Django Django on Django Unchained, and America's Giant Food Portions
Though they share a moniker with some other important Djangos (see: Reinhardt and Freeman a/k/a Unchained), the UK's Django Django carved their own letters into the pop culture lexicon in 2012. They had a sort of unimpeachably successful year: their eponymous debut was appropriately lauded by the music press on both sides of the pond and nominated for The Mercury Prize, a distinction shared by bands like Pulp, Amy Winehouse, and Radiohead. That record touched on a lot a genres: jungle, electro-psych, even West African; yet tracks like "Default" and "Hail Bob" are also obstinately pop songs.

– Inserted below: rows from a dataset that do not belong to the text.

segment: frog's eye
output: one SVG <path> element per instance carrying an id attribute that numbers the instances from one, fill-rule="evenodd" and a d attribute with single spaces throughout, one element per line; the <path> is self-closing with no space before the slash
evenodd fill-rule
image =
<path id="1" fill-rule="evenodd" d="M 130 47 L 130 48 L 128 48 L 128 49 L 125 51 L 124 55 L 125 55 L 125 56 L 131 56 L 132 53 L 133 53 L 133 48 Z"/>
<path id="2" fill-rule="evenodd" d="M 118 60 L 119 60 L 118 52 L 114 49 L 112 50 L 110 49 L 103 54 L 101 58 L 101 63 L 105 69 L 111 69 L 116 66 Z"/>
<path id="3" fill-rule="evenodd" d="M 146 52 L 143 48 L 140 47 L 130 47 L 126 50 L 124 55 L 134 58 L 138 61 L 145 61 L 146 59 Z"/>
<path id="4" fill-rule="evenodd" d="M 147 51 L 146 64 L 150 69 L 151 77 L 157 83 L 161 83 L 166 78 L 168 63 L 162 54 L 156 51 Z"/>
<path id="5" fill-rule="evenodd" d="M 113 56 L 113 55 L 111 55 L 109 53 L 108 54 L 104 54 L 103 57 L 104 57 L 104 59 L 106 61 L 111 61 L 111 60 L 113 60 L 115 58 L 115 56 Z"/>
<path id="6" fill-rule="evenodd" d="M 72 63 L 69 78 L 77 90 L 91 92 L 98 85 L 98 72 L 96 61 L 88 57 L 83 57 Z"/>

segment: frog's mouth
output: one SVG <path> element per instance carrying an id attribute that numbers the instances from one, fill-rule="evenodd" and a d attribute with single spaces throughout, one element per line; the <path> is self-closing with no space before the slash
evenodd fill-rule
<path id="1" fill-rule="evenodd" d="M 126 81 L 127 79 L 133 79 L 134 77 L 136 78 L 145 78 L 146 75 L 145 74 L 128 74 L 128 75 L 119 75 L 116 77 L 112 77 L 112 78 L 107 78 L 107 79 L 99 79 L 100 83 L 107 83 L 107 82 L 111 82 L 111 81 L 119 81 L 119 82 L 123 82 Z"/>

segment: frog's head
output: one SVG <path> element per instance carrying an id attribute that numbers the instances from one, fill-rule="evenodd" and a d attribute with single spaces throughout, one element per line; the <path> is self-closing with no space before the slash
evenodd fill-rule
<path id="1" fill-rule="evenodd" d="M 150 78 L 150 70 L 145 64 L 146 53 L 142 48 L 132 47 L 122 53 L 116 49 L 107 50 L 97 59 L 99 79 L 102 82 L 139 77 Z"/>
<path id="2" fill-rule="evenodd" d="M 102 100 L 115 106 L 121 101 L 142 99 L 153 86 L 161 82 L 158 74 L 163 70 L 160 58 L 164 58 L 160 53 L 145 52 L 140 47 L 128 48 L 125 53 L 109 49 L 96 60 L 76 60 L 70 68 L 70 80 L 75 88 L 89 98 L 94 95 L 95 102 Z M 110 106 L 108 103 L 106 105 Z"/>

Vocalist and guitarist Vincent Neff, who we spoke with as he walked the windy streets of London, has a thick accent and a cheery, if gruff, demeanor. He says they didn't really have any expectations with the first record, and he's approaching their follow up the same way. "We've always done stuff that's considered experimental, but still use melodies," he says. He adds that he didn't really think about writing pop songs because they hadn't become popular yet, which is, of course, one way to think about pop music. Another way to approach Django Django is that they're continuing a legacy of artistic experimentation: Django's drummer and producer David Maclean, one of the main architects of their sound, is the younger brother of the Beta Band's John Maclean.